Aim for diversity across as many different microbial ecosystems as possible, the main variables are host species and tissue type / feces or whatever, and environments: soil, seawater, windshield bug splatter, space station control surfaces etc. (I'm not making these last two up, there are 16S studies of both). Edit -- To save time, just fine to take a random subset of the SRA. Hits everywhere. Include DNA as well as RNA, though SSU is much harder to find in DNA as I have just learned.
Maybe i should clarify, there are no 16s SSU sequences/transcripts in VFDB or the collection of AMR genes. by non-pathogenic proteins i mean virulence genes that are very abundant across both human and environmental bacterial species and would be very difficult to understand in term of lateral gene transfer.
My bad for confusing the issue, I wanted to add 16S to detect novel bacteria. This might be a good idea with DNA but not with RNA because there are too many ribosomal transcripts. Understood re. virulence genes. I have a set of vertebrate genomes I use for screening (human, bat, chicken, fish, pig), I can run against those if that would help.

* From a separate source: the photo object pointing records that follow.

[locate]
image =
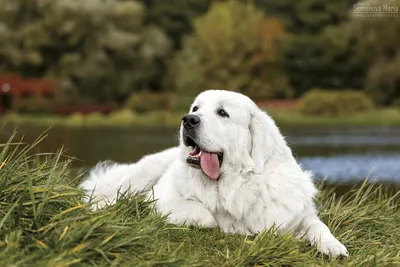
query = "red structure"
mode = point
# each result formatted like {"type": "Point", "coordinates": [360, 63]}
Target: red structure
{"type": "Point", "coordinates": [13, 88]}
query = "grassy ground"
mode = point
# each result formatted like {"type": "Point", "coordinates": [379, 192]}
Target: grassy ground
{"type": "Point", "coordinates": [43, 222]}
{"type": "Point", "coordinates": [125, 118]}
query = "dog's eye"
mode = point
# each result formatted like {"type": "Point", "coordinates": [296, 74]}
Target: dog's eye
{"type": "Point", "coordinates": [222, 113]}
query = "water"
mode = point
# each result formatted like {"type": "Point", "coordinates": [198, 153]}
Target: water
{"type": "Point", "coordinates": [335, 154]}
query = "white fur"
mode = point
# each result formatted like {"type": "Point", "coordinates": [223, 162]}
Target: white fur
{"type": "Point", "coordinates": [261, 185]}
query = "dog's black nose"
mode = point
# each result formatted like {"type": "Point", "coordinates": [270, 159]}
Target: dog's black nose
{"type": "Point", "coordinates": [191, 121]}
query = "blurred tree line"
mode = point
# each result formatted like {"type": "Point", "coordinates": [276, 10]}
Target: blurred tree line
{"type": "Point", "coordinates": [104, 50]}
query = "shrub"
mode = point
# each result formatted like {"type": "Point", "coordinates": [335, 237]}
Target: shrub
{"type": "Point", "coordinates": [145, 101]}
{"type": "Point", "coordinates": [75, 120]}
{"type": "Point", "coordinates": [334, 103]}
{"type": "Point", "coordinates": [233, 46]}
{"type": "Point", "coordinates": [35, 105]}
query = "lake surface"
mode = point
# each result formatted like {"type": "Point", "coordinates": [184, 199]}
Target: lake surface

Good to close for now? We put this on the back-burner until we have more time to dedicate.
Good idea, maybe we have time to do this next month. Closing fornow.
Branching from issue #135. On top of AMR genes, scanning for virulence factors present in environmental bacteria would also be interesting.
TODO: virulence factor database needs to be curated to remove non-pathogenic protein and systems (e.g. secretion systems) to limit the potential pool of hits.